Adapun tradisi Kristen Progresif menekankan makna sosial dan inklusif dari Perjamuan Kudus. Sakramen ini dilihat sebagai tanda solidaritas dengan mereka yang lemah, miskin, dan tertindas, sekaligus undangan untuk membangun kehidupan yang adil dan penuh kasih. Dalam praktiknya, banyak gereja progresif membuka meja Perjamuan Kudus untuk siapa saja tanpa syarat, menekankan kasih Allah yang merangkul semua orang.
Dengan demikian, walaupun ada perbedaan dalam memahami bagaimana Kristus hadir dalam Perjamuan Kudus—apakah secara rohani, jasmani, kuasa mujizat, atau sebagai simbol sosial—semua tradisi sama-sama sepakat bahwa Perjamuan Kudus adalah warisan kudus dari Tuhan Yesus. Ia tetap menjadi undangan bagi umat-Nya untuk mengingat kasih-Nya, memperbaharui iman, dan hidup dalam persekutuan yang benar dengan Tuhan dan sesama.
Penutup
Pada akhirnya, Perjamuan Kudus bukan sekadar ritual atau tradisi keagamaan. Ia adalah undangan dari Kristus sendiri untuk duduk di meja-Nya, mengingat kasih yang rela berkorban, dan dikuatkan oleh janji anugerah-Nya. Melalui roti dan anggur, kita diingatkan bahwa hidup kita bukan milik kita lagi, melainkan milik Kristus yang telah menyerahkan diri-Nya bagi kita.
Banyak pandangan dalam tradisi Kristen tentang bagaimana memahami Perjamuan Kudus. Namun, dalam terang iman GBKP yang berakar pada tradisi Reformed, kita diajak untuk melihat sakramen ini sebagai tanda dan materai perjanjian anugerah. Roti dan anggur tetaplah roti dan anggur, tetapi oleh kuasa Roh Kudus, kita sungguh dipersatukan dengan Kristus, ditopang dalam iman, dan dipelihara dalam perjalanan hidup sebagai umat tebusan-Nya.
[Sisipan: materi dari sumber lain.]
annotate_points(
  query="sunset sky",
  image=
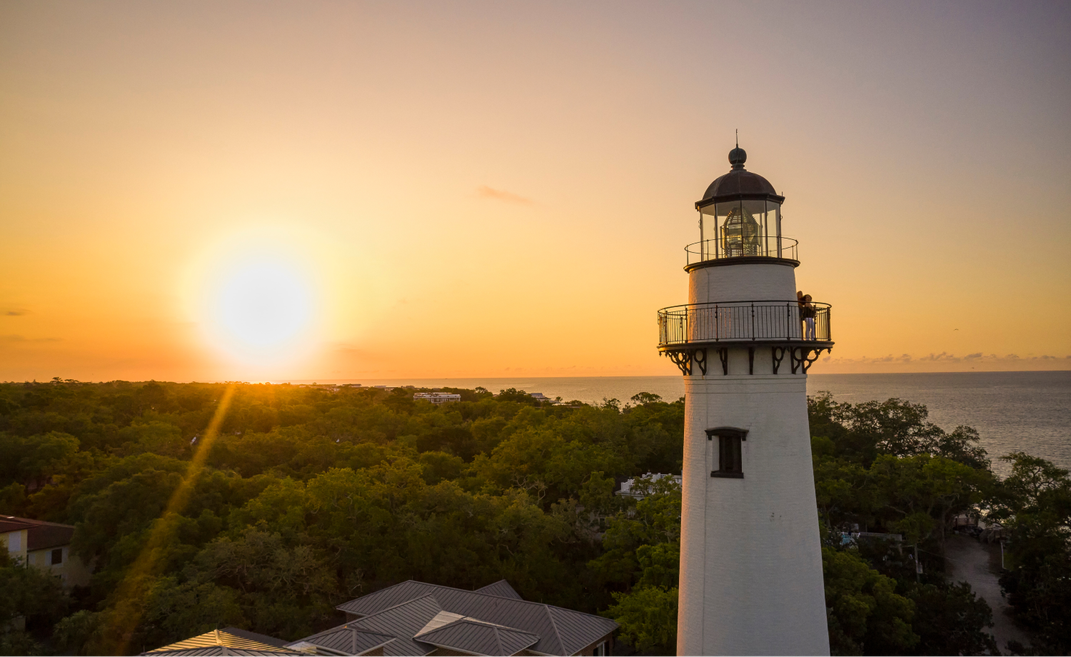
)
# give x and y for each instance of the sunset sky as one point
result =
(497, 189)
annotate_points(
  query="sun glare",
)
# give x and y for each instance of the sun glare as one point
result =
(262, 305)
(257, 300)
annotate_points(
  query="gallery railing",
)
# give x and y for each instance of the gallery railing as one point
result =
(729, 248)
(742, 322)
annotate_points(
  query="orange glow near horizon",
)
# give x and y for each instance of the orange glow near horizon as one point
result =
(489, 190)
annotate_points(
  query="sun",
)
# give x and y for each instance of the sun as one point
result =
(262, 305)
(258, 300)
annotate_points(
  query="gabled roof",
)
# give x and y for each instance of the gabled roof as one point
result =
(221, 643)
(244, 633)
(347, 640)
(393, 628)
(478, 638)
(561, 631)
(500, 588)
(41, 535)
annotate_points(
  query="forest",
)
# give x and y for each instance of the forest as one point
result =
(265, 506)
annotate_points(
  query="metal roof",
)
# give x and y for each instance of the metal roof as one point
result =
(244, 633)
(393, 628)
(480, 639)
(220, 642)
(560, 631)
(40, 535)
(346, 639)
(500, 588)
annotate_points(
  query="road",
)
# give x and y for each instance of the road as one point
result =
(979, 565)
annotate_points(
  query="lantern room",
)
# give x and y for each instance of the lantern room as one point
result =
(740, 217)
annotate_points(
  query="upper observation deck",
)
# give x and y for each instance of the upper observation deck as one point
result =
(770, 323)
(740, 222)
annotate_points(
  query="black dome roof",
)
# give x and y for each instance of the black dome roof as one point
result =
(739, 183)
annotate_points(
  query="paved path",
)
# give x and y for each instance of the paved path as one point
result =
(979, 565)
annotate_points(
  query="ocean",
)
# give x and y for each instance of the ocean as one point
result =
(1012, 411)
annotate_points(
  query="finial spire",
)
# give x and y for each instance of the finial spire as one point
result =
(737, 155)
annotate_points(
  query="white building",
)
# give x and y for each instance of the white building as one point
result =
(751, 561)
(437, 398)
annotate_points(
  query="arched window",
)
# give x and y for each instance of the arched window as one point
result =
(729, 458)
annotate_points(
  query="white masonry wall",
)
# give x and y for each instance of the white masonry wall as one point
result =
(751, 580)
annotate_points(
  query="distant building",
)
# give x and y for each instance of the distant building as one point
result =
(45, 546)
(228, 642)
(437, 398)
(629, 486)
(419, 620)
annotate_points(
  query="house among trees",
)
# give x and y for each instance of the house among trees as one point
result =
(45, 546)
(419, 620)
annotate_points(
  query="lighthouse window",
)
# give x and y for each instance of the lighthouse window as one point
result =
(729, 462)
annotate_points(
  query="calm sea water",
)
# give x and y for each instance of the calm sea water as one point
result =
(1012, 411)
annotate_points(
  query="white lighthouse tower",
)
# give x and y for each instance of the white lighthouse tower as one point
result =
(751, 561)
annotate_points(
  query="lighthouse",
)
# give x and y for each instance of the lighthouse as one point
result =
(751, 579)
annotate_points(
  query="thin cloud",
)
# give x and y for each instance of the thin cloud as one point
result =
(24, 339)
(493, 194)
Karena itu, setiap kali kita mengambil bagian dalam Perjamuan Kudus, marilah kita datang dengan hati yang rendah, dengan kerinduan untuk diperbaharui, dan dengan kesadaran bahwa kita hidup dari sumber yang sama—yaitu kasih Kristus yang tak berkesudahan. Perjamuan Kudus adalah tanda persekutuan kita dengan Tuhan dan dengan sesama; sebuah rahmat yang bukan hanya mengingatkan kita pada kematian Kristus, tetapi juga meneguhkan kita menantikan kedatangan-Nya kembali dalam kemuliaan.
Maka marilah kita, sebagai jemaat GBKP, menghargai dan menghayati tradisi iman ini dengan sungguh-sungguh. Jangan kita memandangnya sebagai rutinitas belaka, melainkan sebagai momen kudus di mana Allah sendiri hadir meneguhkan janji-Nya bagi kita. Setiap roti yang kita makan dan setiap anggur yang kita minum adalah kesaksian bahwa kita telah ditebus, kita hidup dalam persekutuan kasih, dan kita dipanggil untuk tetap setia sampai akhir.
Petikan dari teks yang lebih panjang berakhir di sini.